The continuity of the event stream matters more than the continuity of physical execution — that is the central insight of this design. As long as the externally visible conversation stream looks continuous, the internal infrastructure can flail however it likes.


A note on complexity

The same pattern kept showing up while designing this workbench:

Imagine a flashy solution → list out the implementation details → notice that the details share a recurring root cause of complexity → step back and ask “whose responsibility is this part, really?” → once the responsibilities are drawn cleanly, the flashy solution becomes unnecessary.

Every round of “cut the flashy feature” left the system simpler, more reliable, and clearer to use. What stood out this time: a lot of complexity comes not from the requirements, but from us mistakenly believing “we shouldn’t have to understand certain low-level facts”.

GHA is unstable? We should understand. The agent’s working directory isn’t durable? We should understand. External side effects can’t be replayed? We should understand.

Once those understandings become part of the contract, the system can be minimal. If you insist on hiding those facts from yourself, the system bloats — and it never stays consistent across all edge cases anyway, because there will always be some corner where you have to confront the facts directly, and by then the trust in the system has already been pre-spent on the “considerate concealment”.
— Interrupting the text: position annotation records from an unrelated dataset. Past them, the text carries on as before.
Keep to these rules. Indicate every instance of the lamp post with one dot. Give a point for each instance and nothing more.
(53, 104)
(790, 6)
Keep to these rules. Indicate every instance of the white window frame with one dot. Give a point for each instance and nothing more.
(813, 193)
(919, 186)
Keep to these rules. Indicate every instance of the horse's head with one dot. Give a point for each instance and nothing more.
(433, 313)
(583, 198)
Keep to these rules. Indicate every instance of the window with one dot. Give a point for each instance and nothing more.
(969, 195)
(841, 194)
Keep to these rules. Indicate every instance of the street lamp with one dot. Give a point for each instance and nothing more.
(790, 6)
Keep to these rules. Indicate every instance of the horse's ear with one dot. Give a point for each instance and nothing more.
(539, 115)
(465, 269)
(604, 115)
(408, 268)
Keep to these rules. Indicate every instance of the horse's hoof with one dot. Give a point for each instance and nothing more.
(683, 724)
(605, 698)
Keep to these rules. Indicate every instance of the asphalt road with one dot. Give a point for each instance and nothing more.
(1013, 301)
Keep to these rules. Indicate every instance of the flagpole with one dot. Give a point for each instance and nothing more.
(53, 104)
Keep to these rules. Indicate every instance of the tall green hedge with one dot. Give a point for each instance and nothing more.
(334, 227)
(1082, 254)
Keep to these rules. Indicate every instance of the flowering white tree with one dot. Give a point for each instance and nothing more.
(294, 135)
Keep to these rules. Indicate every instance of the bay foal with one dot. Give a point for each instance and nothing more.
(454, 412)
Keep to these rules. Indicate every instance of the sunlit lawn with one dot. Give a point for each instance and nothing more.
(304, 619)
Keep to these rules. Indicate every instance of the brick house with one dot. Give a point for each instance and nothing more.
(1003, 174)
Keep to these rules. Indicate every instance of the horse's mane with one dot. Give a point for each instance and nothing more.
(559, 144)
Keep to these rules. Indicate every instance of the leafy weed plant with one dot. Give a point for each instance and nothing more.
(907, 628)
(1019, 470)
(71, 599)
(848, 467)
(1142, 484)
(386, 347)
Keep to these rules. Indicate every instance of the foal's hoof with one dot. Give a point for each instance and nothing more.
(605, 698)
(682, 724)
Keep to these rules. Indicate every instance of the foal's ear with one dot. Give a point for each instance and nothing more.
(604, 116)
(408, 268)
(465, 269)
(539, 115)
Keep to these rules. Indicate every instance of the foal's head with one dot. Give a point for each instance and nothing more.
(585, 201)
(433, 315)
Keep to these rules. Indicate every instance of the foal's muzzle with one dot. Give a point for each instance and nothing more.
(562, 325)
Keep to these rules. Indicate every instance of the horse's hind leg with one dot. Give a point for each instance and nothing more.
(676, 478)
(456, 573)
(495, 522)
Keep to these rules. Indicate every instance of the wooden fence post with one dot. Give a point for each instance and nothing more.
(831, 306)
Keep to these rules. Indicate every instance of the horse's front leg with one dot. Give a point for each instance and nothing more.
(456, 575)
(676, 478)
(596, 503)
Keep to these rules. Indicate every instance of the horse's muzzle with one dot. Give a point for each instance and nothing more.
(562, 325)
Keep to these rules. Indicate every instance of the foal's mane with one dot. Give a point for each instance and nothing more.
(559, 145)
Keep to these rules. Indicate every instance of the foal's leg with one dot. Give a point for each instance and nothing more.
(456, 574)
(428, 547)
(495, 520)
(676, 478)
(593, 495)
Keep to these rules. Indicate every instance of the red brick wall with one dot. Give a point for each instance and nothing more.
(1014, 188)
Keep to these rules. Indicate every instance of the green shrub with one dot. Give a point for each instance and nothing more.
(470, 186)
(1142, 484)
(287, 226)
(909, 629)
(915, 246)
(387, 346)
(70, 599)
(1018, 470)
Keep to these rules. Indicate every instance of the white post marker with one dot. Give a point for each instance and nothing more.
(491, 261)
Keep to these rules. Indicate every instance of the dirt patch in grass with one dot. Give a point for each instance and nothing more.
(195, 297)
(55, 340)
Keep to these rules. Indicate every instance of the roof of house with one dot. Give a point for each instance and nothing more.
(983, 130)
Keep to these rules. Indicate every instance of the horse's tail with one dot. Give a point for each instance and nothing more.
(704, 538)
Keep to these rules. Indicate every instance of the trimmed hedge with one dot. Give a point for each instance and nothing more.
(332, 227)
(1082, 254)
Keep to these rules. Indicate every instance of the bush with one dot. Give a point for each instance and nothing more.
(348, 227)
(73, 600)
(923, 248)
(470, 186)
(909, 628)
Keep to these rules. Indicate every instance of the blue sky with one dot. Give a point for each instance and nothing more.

The workbench is for ourselves. “For ourselves” means we are both the engineers and the users — we don’t get to hide behind the “user education cost” excuse you’d use when shipping to an external audience, because we are the audience. Conversely, we don’t have to pretend we don’t understand anything either.


What this design isn’t good at

To be honest, some scenarios this workbench doesn’t fit well:

Tasks that don’t fit in a single 6-hour segment will invalidate a lot of prompt cache. If the gap between segments exceeds about an hour, the cache expires and token consumption goes up substantially. For very long tasks our practice is to teach the agent in the system prompt to actively write progress to an issue or PR description, so that the critical state isn’t only in memory.

Workflows that depend heavily on external side effects need to be handled carefully. For example, an agent that streams Slack messages, triggers CI/CD, and writes downstream databases as it runs — those side effects can’t be undone on a segment restart. We provide a tool-policy layer to disable dangerous tools, and an idempotency proxy to make common side effects safely retryable, but fundamentally this is an engineering problem, not something the platform can absorb.

It is not a replacement for low-latency real-time applications. End-to-end event latency p95 is around 400ms — fine for code generation, PR automation, PR review, bug investigation. But for live chat or voice interaction, it’s the wrong tool. Those scenarios should call the LLM provider’s API directly and not wrap a layer of GHA around it.


Why I wrote this

Now that we use this thing every day and it just works, we increasingly think the approach might be useful to other teams of similar size — not in the sense that this exact architecture should be copied, but in the sense that this kind of design taste — deliberately shrinking what you commit to — may be underrated in the AI tooling space.

Looking back, the most unusual thing about this design is that it deliberately shrinks the scope of what it promises. We didn’t promise “perfect container persistence”. We didn’t promise “breaking past GHA’s time limit”. We didn’t promise “transparently hiding all low-level details”.

We promised one thing: the conversation does not get lost, and a new sandbox can resume from where the conversation was cut off.

Around that one thing, we designed a clean state machine, a clear event protocol, a zero-secret authentication model, and a ten-line workflow template.

A lot of technical decisions only become available once you stop trying to do everything.